Illinois State’s competitive dance team joined the Greek community in Chi Omega’s March Madness dance competition and fundraiser.
As a part of an effort to raise money for the Make A Wish Foundation, Chi Omega hosts a dance competition each year during which sororities and fraternities choreograph routines to perform and tickets are sold.
“This is the largest amount of people we get to perform in front of all year and everyone is screaming and chanting, it’s really a cool experience,” Kristen Groset, president of the dance team, said.
Groset is also a member of the host sorority, Chi Omega. When she joined her sorority as a freshman, she began organizing for the dance team to perform at the event, a tradition that is in its third year.
“We perform our Nationals routine, which we have been learning since around Thanksgiving time, so it’s a good time for the girls to get out their nerves and see how the dance is going to look at Nationals,” Groset said.
Groset is not the only member of the dance team that also participated in March Madness as a part of a sorority. Groset said there are two members of Alpha Gamma Delta, and one member of Delta Zeta.
“A lot of the girls come from competitive dance team backgrounds so they are used to remembering more than one dance,” Groset said. “It’s a good experience for them because they get to use their skills in multiple ways.”
Some members of the team even used their dance experience to help choreograph dances for their sororities.
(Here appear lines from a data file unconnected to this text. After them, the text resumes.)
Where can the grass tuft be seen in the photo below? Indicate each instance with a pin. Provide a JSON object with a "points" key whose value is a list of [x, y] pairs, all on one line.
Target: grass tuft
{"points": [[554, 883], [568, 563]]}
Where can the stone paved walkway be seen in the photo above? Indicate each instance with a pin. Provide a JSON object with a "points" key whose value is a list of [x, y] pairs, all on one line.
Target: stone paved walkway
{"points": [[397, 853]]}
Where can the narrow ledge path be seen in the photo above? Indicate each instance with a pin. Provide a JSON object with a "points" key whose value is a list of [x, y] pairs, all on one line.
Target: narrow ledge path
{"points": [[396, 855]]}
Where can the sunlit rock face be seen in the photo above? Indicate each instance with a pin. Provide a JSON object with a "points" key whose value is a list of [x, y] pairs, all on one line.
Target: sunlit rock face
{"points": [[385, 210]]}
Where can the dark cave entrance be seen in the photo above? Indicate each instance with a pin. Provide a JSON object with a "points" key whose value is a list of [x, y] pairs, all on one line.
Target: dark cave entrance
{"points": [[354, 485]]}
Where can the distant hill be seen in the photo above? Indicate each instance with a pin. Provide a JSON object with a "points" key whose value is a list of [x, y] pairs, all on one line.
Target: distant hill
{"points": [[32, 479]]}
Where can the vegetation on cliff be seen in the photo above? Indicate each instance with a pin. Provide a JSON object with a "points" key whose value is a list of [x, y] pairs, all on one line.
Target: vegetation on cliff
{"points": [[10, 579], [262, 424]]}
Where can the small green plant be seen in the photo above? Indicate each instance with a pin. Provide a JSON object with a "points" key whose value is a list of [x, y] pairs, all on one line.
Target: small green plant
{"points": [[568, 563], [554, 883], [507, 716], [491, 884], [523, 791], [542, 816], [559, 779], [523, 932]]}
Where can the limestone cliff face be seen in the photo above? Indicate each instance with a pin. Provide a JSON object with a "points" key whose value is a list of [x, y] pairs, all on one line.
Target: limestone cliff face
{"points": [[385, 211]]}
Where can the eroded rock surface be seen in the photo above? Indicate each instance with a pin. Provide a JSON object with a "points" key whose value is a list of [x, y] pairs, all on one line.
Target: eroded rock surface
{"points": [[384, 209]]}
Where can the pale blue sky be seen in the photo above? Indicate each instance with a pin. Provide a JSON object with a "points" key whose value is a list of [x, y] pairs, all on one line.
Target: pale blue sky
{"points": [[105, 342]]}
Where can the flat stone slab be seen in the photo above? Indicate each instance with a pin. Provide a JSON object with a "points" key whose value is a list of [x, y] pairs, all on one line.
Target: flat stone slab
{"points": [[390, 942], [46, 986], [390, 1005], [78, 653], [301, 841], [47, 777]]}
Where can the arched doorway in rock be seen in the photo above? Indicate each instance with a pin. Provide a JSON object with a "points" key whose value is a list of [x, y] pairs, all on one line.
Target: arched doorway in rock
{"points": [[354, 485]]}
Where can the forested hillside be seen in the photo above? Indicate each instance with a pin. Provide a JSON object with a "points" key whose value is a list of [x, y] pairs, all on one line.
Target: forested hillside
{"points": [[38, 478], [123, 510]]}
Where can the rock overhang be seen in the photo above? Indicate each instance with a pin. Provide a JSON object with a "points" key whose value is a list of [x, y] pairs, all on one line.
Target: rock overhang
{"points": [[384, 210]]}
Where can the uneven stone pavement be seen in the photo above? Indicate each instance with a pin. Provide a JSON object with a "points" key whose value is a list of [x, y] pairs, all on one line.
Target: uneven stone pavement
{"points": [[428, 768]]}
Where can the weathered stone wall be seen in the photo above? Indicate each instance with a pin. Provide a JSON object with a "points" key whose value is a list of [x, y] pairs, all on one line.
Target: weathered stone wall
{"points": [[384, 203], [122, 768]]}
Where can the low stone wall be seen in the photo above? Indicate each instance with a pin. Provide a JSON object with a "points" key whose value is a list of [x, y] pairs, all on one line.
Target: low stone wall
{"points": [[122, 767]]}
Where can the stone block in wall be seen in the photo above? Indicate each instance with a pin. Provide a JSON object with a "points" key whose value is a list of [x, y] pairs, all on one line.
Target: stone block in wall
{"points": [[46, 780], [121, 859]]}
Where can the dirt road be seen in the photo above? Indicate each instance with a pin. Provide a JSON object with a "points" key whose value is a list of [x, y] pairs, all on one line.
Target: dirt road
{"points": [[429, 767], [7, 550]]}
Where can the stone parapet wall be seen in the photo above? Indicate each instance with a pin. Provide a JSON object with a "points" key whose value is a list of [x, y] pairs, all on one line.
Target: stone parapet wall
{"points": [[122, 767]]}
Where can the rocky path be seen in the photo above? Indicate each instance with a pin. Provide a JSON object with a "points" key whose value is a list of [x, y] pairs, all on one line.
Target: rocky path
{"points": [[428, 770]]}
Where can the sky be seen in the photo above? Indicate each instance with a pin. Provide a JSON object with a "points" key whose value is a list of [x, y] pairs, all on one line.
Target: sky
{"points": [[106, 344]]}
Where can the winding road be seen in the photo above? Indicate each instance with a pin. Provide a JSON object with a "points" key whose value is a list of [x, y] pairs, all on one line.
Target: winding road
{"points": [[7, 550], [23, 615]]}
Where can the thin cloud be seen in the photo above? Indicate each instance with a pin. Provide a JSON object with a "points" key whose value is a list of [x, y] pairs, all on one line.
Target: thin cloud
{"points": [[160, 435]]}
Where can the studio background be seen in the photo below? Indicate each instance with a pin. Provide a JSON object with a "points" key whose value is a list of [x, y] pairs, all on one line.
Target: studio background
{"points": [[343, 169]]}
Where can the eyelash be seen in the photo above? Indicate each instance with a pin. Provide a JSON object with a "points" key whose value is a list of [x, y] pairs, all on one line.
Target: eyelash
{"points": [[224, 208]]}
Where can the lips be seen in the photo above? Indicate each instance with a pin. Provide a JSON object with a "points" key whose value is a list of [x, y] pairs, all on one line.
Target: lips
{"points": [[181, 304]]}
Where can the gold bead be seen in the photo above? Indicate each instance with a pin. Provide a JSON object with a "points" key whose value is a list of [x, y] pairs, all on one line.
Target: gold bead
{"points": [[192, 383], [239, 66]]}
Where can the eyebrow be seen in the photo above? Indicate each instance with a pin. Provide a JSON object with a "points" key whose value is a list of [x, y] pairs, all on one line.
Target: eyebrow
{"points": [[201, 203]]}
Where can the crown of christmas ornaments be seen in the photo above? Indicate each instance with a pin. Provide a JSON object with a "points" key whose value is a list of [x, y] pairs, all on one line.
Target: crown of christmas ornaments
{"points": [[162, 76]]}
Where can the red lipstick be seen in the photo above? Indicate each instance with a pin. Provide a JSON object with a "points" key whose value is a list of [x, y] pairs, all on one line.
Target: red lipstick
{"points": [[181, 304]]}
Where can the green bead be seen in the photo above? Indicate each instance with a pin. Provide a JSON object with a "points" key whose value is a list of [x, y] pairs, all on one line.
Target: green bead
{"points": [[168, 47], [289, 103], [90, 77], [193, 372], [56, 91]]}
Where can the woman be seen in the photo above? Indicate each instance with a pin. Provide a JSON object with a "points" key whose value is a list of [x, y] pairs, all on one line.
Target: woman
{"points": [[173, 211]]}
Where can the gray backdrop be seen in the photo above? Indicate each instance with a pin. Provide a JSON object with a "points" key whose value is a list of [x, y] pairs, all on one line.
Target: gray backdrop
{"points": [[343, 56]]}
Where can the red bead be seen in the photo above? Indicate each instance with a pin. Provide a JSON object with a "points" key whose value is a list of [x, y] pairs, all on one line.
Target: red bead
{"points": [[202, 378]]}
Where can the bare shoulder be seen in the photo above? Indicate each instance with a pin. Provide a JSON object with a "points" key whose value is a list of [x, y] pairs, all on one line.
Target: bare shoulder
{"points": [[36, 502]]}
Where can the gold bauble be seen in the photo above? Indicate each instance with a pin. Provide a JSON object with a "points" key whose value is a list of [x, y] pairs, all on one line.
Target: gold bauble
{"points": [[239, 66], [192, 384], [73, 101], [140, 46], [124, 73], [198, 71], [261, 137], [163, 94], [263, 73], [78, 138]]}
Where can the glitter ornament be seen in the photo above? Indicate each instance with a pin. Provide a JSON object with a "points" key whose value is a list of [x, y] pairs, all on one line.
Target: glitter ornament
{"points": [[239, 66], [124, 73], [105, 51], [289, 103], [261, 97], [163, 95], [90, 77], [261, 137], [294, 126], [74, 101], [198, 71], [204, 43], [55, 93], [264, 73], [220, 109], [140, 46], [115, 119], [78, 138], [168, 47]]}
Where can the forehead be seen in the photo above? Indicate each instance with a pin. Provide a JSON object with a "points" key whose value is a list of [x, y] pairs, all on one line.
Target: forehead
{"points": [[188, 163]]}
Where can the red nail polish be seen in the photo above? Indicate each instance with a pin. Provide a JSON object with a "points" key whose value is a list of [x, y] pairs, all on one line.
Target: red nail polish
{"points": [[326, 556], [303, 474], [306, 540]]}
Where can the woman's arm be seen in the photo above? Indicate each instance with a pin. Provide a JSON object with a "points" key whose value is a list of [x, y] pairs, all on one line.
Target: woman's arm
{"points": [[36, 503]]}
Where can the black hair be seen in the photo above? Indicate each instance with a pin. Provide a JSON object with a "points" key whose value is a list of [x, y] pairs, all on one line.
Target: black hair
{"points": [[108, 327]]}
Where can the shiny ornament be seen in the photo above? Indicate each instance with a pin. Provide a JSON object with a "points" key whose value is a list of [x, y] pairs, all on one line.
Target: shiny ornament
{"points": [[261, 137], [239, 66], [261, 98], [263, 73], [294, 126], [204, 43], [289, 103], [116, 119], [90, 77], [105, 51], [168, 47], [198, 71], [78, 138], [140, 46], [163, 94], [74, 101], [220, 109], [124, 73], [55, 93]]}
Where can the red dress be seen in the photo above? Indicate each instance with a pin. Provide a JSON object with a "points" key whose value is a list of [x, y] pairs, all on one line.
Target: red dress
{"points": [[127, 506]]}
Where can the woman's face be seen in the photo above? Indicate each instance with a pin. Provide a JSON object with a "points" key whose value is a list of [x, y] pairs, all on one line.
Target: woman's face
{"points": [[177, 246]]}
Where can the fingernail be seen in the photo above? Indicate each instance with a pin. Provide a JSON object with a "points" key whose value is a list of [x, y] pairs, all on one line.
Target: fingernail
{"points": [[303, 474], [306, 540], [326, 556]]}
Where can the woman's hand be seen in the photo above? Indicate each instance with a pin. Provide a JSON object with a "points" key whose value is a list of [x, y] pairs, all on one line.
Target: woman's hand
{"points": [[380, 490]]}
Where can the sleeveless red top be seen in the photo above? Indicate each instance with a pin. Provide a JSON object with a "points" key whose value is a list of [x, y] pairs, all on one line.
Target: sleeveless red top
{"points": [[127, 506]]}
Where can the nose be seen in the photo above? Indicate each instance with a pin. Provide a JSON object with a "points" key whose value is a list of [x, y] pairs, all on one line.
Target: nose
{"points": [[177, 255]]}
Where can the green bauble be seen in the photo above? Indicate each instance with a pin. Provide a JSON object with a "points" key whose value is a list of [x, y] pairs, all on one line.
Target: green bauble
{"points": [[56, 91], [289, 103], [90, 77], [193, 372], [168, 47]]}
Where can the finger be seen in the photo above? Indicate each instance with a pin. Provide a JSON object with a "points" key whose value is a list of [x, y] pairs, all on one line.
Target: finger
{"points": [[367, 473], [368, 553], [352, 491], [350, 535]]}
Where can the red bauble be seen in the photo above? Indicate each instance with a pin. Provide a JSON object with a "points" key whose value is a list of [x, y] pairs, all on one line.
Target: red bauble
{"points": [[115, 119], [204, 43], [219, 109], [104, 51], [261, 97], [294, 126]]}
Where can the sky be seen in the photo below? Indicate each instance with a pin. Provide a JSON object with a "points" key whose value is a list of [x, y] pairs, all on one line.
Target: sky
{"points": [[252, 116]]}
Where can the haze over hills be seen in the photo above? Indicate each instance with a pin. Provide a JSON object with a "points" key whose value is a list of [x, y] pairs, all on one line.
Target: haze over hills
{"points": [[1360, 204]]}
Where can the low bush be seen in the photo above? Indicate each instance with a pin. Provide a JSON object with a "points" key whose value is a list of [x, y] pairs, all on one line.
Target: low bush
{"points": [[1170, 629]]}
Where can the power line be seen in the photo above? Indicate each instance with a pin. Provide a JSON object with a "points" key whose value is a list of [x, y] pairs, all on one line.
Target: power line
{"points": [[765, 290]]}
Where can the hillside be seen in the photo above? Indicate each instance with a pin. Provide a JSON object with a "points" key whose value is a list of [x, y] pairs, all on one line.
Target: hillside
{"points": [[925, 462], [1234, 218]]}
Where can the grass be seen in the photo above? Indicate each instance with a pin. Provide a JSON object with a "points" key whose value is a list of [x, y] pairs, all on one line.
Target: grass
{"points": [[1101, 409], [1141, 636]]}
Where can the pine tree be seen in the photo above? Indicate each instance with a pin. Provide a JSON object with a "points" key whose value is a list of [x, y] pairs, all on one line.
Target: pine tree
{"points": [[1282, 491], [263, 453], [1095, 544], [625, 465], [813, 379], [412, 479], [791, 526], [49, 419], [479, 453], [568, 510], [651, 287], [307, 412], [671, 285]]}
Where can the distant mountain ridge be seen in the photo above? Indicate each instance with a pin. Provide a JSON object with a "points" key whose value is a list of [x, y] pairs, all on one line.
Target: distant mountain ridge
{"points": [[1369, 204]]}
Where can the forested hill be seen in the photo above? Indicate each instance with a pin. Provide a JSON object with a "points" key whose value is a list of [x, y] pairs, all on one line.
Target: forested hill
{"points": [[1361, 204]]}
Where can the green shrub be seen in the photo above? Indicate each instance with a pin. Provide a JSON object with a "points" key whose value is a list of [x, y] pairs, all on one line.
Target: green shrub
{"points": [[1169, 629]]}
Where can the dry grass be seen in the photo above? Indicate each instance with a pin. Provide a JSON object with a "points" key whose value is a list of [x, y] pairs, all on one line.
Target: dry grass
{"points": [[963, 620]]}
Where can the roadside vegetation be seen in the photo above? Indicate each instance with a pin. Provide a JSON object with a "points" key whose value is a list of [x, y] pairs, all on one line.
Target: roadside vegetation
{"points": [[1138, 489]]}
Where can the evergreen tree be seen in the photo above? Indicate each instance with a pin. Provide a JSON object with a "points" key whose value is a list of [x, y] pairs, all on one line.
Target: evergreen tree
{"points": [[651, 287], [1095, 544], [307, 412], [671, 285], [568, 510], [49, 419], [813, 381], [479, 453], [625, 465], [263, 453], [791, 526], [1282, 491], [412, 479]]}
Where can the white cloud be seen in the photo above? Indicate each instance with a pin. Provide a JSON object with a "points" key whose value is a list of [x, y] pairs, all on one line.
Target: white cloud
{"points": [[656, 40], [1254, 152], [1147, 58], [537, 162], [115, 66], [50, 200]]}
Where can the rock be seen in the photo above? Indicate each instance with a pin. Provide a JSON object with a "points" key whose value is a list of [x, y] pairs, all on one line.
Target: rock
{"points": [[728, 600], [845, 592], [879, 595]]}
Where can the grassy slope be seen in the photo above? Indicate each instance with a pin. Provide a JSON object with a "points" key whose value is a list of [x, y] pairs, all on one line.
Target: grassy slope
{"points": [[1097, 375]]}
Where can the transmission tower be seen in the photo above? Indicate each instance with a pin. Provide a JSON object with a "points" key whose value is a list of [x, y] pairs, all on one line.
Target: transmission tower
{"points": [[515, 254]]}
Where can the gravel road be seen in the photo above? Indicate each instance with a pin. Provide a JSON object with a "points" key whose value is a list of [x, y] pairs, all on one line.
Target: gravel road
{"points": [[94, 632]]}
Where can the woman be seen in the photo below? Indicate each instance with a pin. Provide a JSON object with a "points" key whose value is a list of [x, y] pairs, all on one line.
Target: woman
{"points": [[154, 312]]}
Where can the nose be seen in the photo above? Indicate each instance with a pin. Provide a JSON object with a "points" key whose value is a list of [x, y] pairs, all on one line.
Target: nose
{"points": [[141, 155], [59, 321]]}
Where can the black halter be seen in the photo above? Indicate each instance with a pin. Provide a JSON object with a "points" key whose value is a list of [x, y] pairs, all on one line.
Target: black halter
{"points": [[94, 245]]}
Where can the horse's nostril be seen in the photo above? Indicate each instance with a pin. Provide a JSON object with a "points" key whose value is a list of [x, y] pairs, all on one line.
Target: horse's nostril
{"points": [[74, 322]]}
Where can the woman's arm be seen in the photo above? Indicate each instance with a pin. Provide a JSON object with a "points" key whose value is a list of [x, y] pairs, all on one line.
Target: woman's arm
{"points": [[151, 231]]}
The winners of this competition, Zeta Tau Alpha and Sigma Chi, raked in a yet-undetermined amount of money for the Make A Wish Foundation, however last year, the event raised $30,000.
“We loved watching everyone up there on stage participating,” Groset said. “It’s always interesting to see how everyone reacts to some of the really great or really funny dances.”
Not only is March Madness a way for the members of the competitive dance team to perform for their friends, help raise money for a worthy cause and have fun as a team, but it is also good exposure for the relatively small team.
“Since we don’t perform at games and our main goal is Nationals, it is great to perform in front of so many people and get our name out there,” Groset said. “There are tons of girls and guys up there dancing and if they maybe danced in high school and realize they miss it, they can hear about us through this event and come try out.”
The competitive dance team will travel to Nationals in two weeks where they will compete in their final event of the year. However, they plan on continuing the tradition of performing with the Greek community as a part of March Madness.
“It’s something the girls really look forward to,” Groset said.